Chet distrusts Mr. Doljack, who only owns the bank by virtue of having married the previous owner’s daughter. But then who should just happen to be taking the Calder City stagecoach but Sylvia and Esta, the Murtaugh twins, who have filled out very nicely since Chet’s been away. They are quite charming, and Chet begins to think it might not be so bad to end the feud after all.
Frank Chester Robertson (1890-1969) was a noted writer of Western novels (150 novels! plus many short stories and articles.) This 1942 book is a good example of his craft.
Unlike many Westerns in which the protagonist is an upstanding fellow from the beginning, Chet Calder is initially a heel. He has been away so long because he quarreled with his father over a gold-digging woman, only to have her throw him over when Dave wrote her a check. Since then he’s been a “sportsman”, living off his father’s money while doing nothing to earn his own way or improve himself. The Nineteenth Century equivalent of sitting around in your underwear all day playing video games, but with better chances of scoring women.
His financial circumstances having forced him to come back to the Idaho Territory irks Chet, and he treats his father’s old hands like servants, and his pride makes him snide to girl next door Marcia Whitman, who Mr. Doljack has informed him has become greedy. None of the DC Ranch people are happy that Chet plans to make nice with the Murtaugh clan and hold a lavish party for the enemy ranchers.
Only after Chet has managed to alienate most of the people who should be his allies, while winning over none of his enemies, does he realize that he was set up from the start.
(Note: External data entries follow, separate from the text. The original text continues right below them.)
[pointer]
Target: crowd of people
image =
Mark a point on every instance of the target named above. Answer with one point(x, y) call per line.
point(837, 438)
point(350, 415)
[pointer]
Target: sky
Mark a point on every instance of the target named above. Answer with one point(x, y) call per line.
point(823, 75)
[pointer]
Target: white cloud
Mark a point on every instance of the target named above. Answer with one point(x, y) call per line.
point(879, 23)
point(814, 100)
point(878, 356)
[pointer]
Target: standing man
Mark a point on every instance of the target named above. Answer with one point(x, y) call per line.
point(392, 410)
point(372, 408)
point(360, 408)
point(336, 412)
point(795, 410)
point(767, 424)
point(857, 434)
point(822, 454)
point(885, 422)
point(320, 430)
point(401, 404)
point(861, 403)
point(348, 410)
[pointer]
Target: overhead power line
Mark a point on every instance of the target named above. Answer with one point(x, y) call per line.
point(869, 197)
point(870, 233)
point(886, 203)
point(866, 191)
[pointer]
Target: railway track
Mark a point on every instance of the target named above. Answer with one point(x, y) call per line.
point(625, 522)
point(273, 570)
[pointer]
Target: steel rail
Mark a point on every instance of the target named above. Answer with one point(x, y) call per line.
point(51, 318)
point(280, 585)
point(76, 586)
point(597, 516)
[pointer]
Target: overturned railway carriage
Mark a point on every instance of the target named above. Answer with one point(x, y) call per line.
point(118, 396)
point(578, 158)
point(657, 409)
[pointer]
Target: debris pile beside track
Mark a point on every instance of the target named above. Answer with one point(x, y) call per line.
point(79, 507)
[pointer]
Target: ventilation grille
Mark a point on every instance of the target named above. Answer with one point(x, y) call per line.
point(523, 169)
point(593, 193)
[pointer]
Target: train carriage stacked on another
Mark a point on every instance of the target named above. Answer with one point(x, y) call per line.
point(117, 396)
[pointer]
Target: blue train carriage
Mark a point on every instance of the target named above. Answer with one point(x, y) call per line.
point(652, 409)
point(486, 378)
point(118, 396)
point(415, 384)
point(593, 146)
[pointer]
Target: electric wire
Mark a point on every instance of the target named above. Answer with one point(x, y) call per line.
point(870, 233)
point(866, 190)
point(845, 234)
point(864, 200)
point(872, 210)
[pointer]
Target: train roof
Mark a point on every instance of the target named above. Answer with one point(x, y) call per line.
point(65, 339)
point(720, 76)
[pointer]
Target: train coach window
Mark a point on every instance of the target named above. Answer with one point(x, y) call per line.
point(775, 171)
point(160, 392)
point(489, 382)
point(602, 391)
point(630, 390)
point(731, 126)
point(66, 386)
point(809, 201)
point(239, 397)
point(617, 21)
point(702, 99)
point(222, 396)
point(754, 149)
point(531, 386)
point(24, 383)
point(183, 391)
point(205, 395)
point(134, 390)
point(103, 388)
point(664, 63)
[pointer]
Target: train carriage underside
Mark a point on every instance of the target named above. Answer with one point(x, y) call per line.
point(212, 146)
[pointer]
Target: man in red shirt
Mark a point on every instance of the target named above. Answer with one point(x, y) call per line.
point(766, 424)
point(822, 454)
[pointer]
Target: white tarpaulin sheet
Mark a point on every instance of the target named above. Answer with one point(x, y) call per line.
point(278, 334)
Now he has to start digging himself out of the hole he made.
Other than Chet, the lines of good and evil are pretty clearly drawn. The Murtaughs have been poisoned by their upbringing and the long feud. (And in an unpleasantly racist moment, the narration blames some of their evil on being of part-Cree heritage.) One of them kills a cat just to drive home that he’s a bad’un. Mr. Doljack is greedy and amoral (and lives in fear of his supposedly grotesquely ugly wife, who we never meet), and the other co-conspirators aren’t much better.
While the Murtaughs just want to make their Block M ranch prosperous and stick it to Chet, the other baddies are more interested in huge phosphate deposits Marcia’s father found on the DC land. A decade before, those deposits had been unimportant, but with technological and infrastructure advancements, they’re worth millions. Mr. Doljack is determined to get control of the mineral rights before Chet can find out their true value.
The primary weakness of the forces arrayed against Chet Calder is that their differing motivations and willingness to maneuver against each other to gain advantage or advance their own endgame results in some backstabbing that Chet can take advantage of.
Mr. Robertson has a tendency to repeat information he’s already established, and cheats a bit at the end to make sure that our heroes triumph without actually having to kill anyone. But still, this is a nice old-fashioned Western tale for those who prefer their stories in black and white. The last reprint appears to have been in the 1970s so good luck finding a copy.